Deputy Sector Hospital Officer
I met Pauline at a dance at Camborne Drill Hall. I danced with nearly every one of them during the evening but returned to Pauline and danced with her several times. During the break at some stage I asked how they were getting back to Redruth and I was told that they were going to walk back. I had an old Ford popular to take them back when the night ended.
When we got outside there was snow fall and it was quite slippery, we left the dance and driving back I had to negotiate Tuckermill Hill which was this long steep grade and when got two thirds of the way up the wheels started to spin and I lost traction, I told all the five girls in the back to get out, Pauline to stay where she was in the passenger seat, I reversed back down the hill and made quite a fast run and eventually I got up to the top where the five girls were waiting they piled in and we went to the hospital they invited me in for a coffee, the only way that I could get in was via the fire escape.

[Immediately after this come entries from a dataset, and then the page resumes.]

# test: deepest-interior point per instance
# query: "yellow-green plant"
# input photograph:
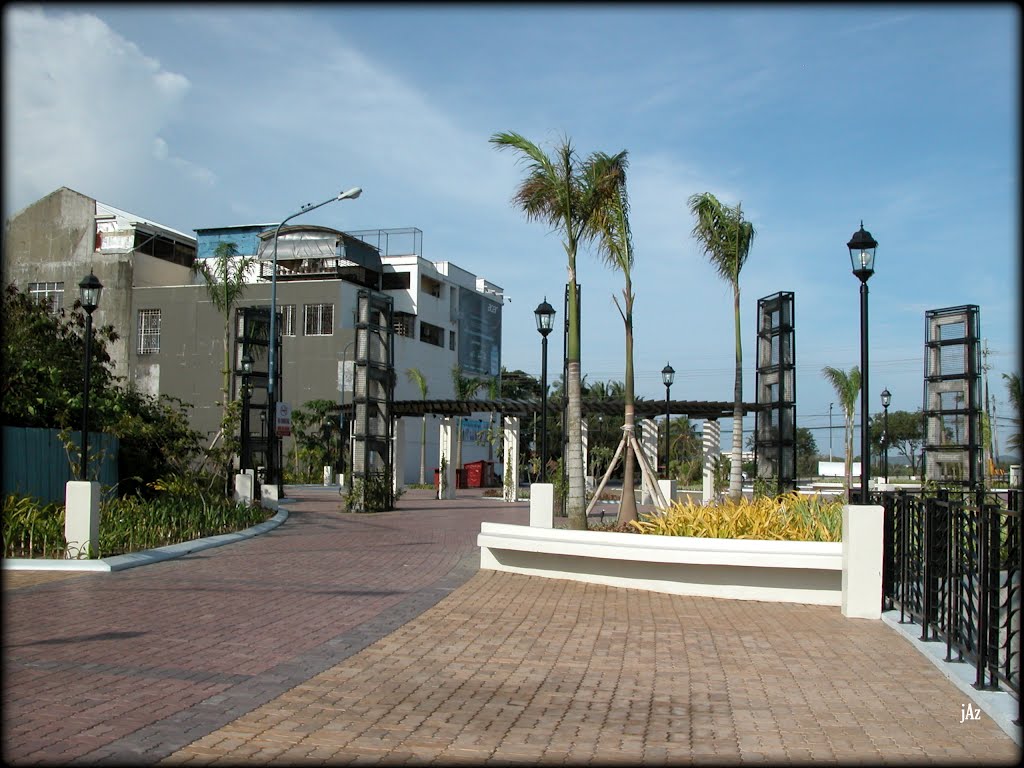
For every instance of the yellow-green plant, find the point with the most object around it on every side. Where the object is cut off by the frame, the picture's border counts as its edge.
(790, 517)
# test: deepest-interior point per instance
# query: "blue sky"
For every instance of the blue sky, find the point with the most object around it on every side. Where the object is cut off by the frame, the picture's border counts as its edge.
(814, 117)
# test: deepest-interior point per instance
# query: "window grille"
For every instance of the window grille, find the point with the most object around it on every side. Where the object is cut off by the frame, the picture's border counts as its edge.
(431, 334)
(318, 320)
(288, 320)
(148, 331)
(51, 293)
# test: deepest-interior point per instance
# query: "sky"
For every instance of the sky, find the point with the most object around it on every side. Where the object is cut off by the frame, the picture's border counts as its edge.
(814, 118)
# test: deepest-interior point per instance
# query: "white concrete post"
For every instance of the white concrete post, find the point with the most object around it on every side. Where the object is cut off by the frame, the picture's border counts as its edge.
(446, 456)
(542, 505)
(861, 583)
(668, 489)
(398, 455)
(81, 518)
(244, 484)
(510, 458)
(648, 443)
(712, 448)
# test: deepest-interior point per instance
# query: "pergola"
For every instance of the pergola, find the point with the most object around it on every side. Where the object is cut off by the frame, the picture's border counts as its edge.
(702, 410)
(710, 412)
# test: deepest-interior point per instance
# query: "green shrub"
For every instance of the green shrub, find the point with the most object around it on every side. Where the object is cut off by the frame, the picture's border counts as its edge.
(31, 528)
(127, 524)
(790, 517)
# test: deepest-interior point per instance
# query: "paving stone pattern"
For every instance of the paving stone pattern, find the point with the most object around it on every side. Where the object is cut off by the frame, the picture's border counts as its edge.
(341, 639)
(130, 666)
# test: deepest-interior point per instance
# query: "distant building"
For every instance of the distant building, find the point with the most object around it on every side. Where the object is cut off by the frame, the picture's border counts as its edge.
(171, 336)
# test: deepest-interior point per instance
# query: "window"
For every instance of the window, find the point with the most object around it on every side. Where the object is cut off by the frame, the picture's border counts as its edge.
(288, 320)
(148, 331)
(404, 325)
(430, 286)
(318, 320)
(394, 282)
(431, 334)
(51, 293)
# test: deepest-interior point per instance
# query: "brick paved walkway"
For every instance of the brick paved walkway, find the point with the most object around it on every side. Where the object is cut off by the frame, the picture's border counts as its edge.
(326, 640)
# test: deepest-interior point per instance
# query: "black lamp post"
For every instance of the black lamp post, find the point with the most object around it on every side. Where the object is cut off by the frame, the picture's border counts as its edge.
(886, 399)
(247, 370)
(668, 376)
(89, 289)
(545, 314)
(862, 247)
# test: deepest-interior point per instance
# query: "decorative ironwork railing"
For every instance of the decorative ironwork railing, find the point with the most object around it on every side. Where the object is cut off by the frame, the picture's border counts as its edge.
(952, 564)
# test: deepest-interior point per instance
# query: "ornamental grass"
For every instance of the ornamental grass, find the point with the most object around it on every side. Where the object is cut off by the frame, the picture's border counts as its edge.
(792, 517)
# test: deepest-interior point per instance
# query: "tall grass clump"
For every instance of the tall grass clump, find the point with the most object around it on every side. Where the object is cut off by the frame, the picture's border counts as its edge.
(792, 517)
(174, 512)
(31, 528)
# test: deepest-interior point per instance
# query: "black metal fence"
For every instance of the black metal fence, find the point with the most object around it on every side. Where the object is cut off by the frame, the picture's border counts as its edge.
(951, 564)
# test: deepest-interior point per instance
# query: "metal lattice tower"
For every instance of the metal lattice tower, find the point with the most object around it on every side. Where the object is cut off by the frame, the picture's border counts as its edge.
(775, 422)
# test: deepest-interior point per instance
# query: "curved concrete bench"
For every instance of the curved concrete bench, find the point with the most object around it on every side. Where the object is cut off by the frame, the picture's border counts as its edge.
(749, 569)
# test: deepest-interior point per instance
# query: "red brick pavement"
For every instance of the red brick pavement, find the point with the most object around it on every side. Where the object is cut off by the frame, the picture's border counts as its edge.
(328, 641)
(136, 664)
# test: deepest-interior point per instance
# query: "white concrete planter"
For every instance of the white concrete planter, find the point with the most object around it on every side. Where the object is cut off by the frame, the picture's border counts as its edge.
(745, 569)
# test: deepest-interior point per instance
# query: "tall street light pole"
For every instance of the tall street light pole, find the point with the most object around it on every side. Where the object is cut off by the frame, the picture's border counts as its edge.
(862, 247)
(545, 314)
(829, 431)
(886, 399)
(668, 376)
(89, 290)
(271, 394)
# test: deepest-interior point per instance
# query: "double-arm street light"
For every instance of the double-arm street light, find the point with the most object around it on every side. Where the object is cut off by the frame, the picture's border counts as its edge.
(862, 247)
(668, 376)
(886, 399)
(271, 395)
(89, 290)
(545, 314)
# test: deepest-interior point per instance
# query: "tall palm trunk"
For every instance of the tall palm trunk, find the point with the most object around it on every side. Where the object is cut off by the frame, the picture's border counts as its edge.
(577, 504)
(423, 451)
(736, 468)
(628, 503)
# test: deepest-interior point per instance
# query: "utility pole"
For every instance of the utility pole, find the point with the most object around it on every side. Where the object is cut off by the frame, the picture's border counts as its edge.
(989, 448)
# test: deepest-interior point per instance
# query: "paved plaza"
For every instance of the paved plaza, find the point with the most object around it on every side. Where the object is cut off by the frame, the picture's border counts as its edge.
(341, 638)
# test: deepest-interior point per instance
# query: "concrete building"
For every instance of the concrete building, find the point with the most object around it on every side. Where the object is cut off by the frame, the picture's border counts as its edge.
(172, 335)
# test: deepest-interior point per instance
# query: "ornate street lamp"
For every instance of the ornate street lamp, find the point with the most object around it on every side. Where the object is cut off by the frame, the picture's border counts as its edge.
(89, 290)
(886, 399)
(668, 376)
(545, 314)
(271, 394)
(862, 247)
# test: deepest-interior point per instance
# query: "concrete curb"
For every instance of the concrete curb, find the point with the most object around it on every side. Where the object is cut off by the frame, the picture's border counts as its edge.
(997, 705)
(145, 557)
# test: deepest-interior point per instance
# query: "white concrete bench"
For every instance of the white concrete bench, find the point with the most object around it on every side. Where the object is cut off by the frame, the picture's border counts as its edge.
(770, 570)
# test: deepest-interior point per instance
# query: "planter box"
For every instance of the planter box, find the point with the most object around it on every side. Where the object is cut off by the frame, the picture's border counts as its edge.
(745, 569)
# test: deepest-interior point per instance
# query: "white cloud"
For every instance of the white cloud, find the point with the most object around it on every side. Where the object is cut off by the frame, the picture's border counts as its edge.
(83, 108)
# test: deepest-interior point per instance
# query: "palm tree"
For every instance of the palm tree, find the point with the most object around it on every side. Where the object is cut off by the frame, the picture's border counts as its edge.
(1014, 391)
(726, 239)
(565, 193)
(611, 228)
(416, 376)
(847, 386)
(225, 282)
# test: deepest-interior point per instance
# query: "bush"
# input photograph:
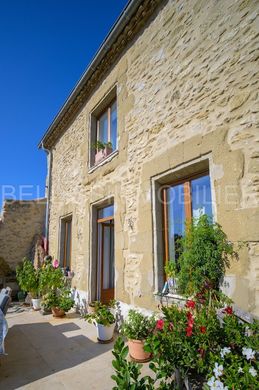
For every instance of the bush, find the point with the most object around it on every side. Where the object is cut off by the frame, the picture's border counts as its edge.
(204, 256)
(137, 326)
(28, 278)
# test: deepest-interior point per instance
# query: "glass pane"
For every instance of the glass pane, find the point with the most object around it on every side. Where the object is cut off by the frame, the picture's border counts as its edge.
(108, 257)
(114, 125)
(106, 212)
(68, 244)
(201, 196)
(103, 128)
(176, 218)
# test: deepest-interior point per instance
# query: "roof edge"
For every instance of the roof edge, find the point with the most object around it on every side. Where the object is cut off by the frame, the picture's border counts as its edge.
(78, 94)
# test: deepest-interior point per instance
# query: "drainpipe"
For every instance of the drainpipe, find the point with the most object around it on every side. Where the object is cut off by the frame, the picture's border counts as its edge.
(47, 192)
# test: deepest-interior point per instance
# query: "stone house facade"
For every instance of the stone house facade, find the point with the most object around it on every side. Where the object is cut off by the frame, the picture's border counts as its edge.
(21, 227)
(174, 88)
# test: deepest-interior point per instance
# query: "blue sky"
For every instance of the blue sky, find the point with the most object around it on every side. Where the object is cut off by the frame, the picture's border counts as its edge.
(45, 45)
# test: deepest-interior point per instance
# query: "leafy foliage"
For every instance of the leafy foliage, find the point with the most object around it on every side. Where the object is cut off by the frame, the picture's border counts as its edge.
(127, 372)
(137, 326)
(204, 256)
(28, 278)
(58, 298)
(102, 315)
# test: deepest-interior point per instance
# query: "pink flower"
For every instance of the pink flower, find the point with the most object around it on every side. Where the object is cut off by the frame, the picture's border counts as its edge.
(188, 331)
(55, 263)
(190, 304)
(228, 310)
(160, 324)
(203, 329)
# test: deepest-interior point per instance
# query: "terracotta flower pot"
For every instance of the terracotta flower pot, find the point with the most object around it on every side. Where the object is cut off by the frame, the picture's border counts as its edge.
(57, 312)
(136, 351)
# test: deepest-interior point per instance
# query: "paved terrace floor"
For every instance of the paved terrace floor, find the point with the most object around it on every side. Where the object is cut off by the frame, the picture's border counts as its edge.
(48, 353)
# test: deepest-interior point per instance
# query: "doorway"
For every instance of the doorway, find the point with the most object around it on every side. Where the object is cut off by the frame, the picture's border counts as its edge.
(105, 254)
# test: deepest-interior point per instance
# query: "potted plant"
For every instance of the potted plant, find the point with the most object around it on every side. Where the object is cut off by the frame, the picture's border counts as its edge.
(59, 301)
(29, 281)
(137, 328)
(103, 149)
(92, 307)
(104, 320)
(171, 271)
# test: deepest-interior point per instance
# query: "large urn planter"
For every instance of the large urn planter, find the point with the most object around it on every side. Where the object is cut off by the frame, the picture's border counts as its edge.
(136, 351)
(105, 332)
(36, 303)
(57, 312)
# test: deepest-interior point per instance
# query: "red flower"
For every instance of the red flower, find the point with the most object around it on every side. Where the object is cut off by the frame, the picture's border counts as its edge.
(203, 329)
(159, 324)
(228, 310)
(188, 331)
(190, 319)
(190, 304)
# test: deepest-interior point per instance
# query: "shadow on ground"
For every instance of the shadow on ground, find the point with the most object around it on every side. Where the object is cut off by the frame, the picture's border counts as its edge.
(40, 349)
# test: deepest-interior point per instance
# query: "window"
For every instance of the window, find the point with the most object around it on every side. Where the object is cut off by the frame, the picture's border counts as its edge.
(181, 201)
(104, 129)
(65, 242)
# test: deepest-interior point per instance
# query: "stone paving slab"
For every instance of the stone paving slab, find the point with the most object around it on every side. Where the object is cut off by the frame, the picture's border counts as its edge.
(48, 353)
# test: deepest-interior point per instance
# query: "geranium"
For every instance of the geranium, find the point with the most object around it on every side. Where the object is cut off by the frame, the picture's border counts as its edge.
(190, 304)
(160, 324)
(218, 370)
(55, 263)
(253, 372)
(224, 352)
(248, 353)
(228, 310)
(203, 329)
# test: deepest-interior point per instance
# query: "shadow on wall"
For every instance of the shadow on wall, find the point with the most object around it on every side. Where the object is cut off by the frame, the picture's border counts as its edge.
(38, 350)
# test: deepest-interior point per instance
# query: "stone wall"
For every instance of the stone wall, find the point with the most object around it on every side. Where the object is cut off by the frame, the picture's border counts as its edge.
(187, 90)
(21, 223)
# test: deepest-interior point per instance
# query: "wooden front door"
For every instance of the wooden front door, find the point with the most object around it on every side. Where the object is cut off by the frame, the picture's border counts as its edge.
(105, 273)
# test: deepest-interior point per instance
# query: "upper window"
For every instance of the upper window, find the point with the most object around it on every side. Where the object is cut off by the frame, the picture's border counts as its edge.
(65, 242)
(104, 129)
(181, 201)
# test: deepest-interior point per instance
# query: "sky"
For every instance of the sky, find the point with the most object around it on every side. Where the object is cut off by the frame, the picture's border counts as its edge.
(45, 46)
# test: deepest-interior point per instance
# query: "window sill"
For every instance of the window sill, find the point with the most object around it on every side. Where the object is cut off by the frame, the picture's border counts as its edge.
(104, 161)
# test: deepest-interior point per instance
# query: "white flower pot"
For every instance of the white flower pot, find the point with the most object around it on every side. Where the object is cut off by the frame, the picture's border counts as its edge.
(105, 333)
(36, 303)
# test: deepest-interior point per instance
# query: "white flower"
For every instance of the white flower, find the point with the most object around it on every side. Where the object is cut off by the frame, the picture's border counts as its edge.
(218, 370)
(248, 353)
(224, 351)
(252, 371)
(216, 384)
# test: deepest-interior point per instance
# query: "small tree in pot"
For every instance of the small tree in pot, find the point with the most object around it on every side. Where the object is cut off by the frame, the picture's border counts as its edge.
(137, 328)
(104, 320)
(29, 281)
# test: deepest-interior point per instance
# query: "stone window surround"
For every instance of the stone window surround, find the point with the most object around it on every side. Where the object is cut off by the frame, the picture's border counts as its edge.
(61, 219)
(102, 104)
(92, 270)
(183, 170)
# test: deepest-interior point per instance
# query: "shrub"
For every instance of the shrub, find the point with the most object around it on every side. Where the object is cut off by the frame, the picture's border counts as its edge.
(137, 326)
(204, 256)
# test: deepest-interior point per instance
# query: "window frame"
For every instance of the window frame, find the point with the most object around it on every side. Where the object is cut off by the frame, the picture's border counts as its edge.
(97, 118)
(63, 240)
(186, 181)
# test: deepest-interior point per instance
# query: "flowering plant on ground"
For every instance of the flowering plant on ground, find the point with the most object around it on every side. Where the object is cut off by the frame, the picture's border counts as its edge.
(137, 326)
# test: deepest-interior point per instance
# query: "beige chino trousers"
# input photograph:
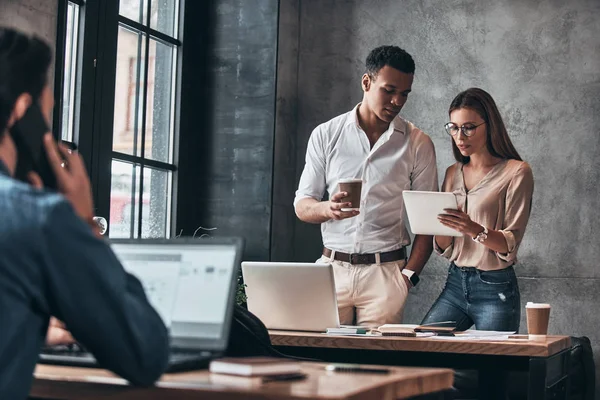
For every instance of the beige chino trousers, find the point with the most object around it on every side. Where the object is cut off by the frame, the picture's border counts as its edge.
(369, 294)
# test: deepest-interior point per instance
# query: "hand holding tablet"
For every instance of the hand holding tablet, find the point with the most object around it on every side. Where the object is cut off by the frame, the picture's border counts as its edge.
(423, 209)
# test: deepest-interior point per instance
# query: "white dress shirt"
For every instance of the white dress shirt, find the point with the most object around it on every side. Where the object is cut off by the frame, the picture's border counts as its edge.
(402, 159)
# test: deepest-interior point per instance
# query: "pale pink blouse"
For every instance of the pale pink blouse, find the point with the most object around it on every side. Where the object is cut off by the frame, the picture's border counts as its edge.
(500, 201)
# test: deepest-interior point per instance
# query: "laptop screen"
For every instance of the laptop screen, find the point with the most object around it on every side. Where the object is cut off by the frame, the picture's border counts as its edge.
(189, 284)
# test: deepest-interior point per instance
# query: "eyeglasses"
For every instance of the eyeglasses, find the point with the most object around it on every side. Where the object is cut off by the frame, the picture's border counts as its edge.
(467, 129)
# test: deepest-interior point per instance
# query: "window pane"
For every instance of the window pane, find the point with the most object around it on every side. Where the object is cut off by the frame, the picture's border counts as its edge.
(134, 10)
(129, 92)
(159, 113)
(124, 210)
(157, 195)
(163, 15)
(70, 68)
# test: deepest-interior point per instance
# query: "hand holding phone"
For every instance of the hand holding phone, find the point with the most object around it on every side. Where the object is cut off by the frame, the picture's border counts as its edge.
(27, 134)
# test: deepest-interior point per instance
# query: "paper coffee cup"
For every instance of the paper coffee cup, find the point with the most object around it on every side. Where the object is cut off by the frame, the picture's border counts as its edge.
(538, 317)
(353, 187)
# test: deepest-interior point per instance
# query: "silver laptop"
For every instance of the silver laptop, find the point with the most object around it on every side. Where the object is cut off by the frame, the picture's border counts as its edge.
(191, 283)
(292, 296)
(422, 209)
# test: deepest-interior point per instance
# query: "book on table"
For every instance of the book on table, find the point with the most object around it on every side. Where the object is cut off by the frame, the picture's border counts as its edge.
(349, 330)
(412, 330)
(254, 366)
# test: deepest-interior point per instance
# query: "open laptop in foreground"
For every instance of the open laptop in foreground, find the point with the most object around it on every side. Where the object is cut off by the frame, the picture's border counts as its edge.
(192, 285)
(292, 296)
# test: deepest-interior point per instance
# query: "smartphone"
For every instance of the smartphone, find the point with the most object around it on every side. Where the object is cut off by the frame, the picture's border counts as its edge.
(28, 134)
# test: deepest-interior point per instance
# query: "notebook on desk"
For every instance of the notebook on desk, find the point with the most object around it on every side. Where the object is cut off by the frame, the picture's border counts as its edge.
(192, 285)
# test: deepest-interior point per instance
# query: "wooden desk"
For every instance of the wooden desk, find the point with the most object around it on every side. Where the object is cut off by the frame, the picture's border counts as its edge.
(55, 382)
(512, 347)
(546, 361)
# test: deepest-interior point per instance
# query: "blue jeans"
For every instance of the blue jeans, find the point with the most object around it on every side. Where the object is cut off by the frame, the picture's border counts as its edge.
(491, 301)
(488, 299)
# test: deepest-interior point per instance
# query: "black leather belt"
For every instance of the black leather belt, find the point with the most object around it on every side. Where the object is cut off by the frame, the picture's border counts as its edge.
(367, 258)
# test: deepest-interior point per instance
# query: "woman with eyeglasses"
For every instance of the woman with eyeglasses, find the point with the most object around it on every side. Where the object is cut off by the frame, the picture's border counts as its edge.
(493, 188)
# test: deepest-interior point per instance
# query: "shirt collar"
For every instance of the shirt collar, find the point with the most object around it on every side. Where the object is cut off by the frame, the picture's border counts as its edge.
(397, 124)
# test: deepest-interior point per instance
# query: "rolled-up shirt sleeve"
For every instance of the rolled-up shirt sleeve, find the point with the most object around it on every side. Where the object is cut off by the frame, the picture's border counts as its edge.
(424, 175)
(518, 208)
(312, 181)
(446, 187)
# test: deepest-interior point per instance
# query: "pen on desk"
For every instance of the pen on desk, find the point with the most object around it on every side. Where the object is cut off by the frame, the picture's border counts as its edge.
(355, 368)
(283, 377)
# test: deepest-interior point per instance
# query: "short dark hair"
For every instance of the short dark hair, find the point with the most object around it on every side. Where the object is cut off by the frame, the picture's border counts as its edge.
(393, 56)
(24, 63)
(498, 142)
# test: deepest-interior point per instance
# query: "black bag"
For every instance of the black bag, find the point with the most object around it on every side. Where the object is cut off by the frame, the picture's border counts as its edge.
(249, 336)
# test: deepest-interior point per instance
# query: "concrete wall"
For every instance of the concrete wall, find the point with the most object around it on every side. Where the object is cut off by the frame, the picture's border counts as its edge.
(33, 17)
(234, 191)
(540, 59)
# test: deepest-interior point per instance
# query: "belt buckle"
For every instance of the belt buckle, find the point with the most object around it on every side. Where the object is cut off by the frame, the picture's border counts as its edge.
(357, 258)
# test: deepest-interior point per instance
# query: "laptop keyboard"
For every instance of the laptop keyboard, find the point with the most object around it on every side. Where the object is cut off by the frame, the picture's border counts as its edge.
(79, 356)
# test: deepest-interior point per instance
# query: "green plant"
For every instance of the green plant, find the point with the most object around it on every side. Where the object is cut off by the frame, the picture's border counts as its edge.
(240, 295)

We were there enjoying a coffee and chatting generally and eventually we heard pitter patter, pitter patter it was the night staff nurse doing her rounds so I had to evacuate promptly via the fire escape. Over my shoulder I said to Pauline that I would see her again when? And she said Wednesday evening at eight o’clock. I was duly stopped in the hospital grounds to see her. Eight o’clock came, nine o’clock came, at twenty past nine she appeared, I thought I was being stood up. However, she had to stay in the ward to attend to a sick child, which was the normal practice in those days - to work until you finished what ever is to be done. We went out and had a little evening together and from then it was a regular thing.
We got married in April 1953, we arranged the wedding before the budget because you had the return of any tax, the Inland Revenue tax which you paid throughout the previous year and this helped in our budget. I had the princely sum of £12 returned from the Inland Revenue. I was a little disgusted with this and complained to the office I was promptly told that I don’t get paid out more than what I paid in that was the total sum I had paid over 12 months tax.
My parents were delighted with Pauline as a daughter-in-law and they helped us to buy a bungalow in St Josephs Road, Hayle for the princely sum of £500. During our courtship we saved as hard as we could my salary then was £8 per week, which was quite good for those days, and we furnished the bungalow with Ercol and Merridrew furniture, Sanderson’s wallpaper and curtaining, the effect was marvelous. a wonderful home, relatives helped paint and decorate, paper the place and I did an awful lot of work whilst Pauline was in her home in Wallington to call the Banns and prepare for the wedding. She made her own dress with the help of a relative and the wedding was very successful we used my fathers car for our Honeymoon we went out into Shakespeare country - Oxford, Cambridge visited all round and had a nice week off.
We returned to Wellington collected our various wedding presents then made or way back to Cornwall. What more could a man want for it was a wonderful, wonderful time and we just grew together. To prove it between 1953 and 1962 we produced no less tan 5 children. Pauline was never happier than when she was looking after her own children.
Sadly in mid 1964 she was diagnosed as having cancer, it was devastating. She was operated on the day after the diagnosis. It was major surgery removing so much of her total diseases. She returned home very much an invalid. I and her doctor nursed her throughout her illness and she died seventeen months later at Newquay Hospital.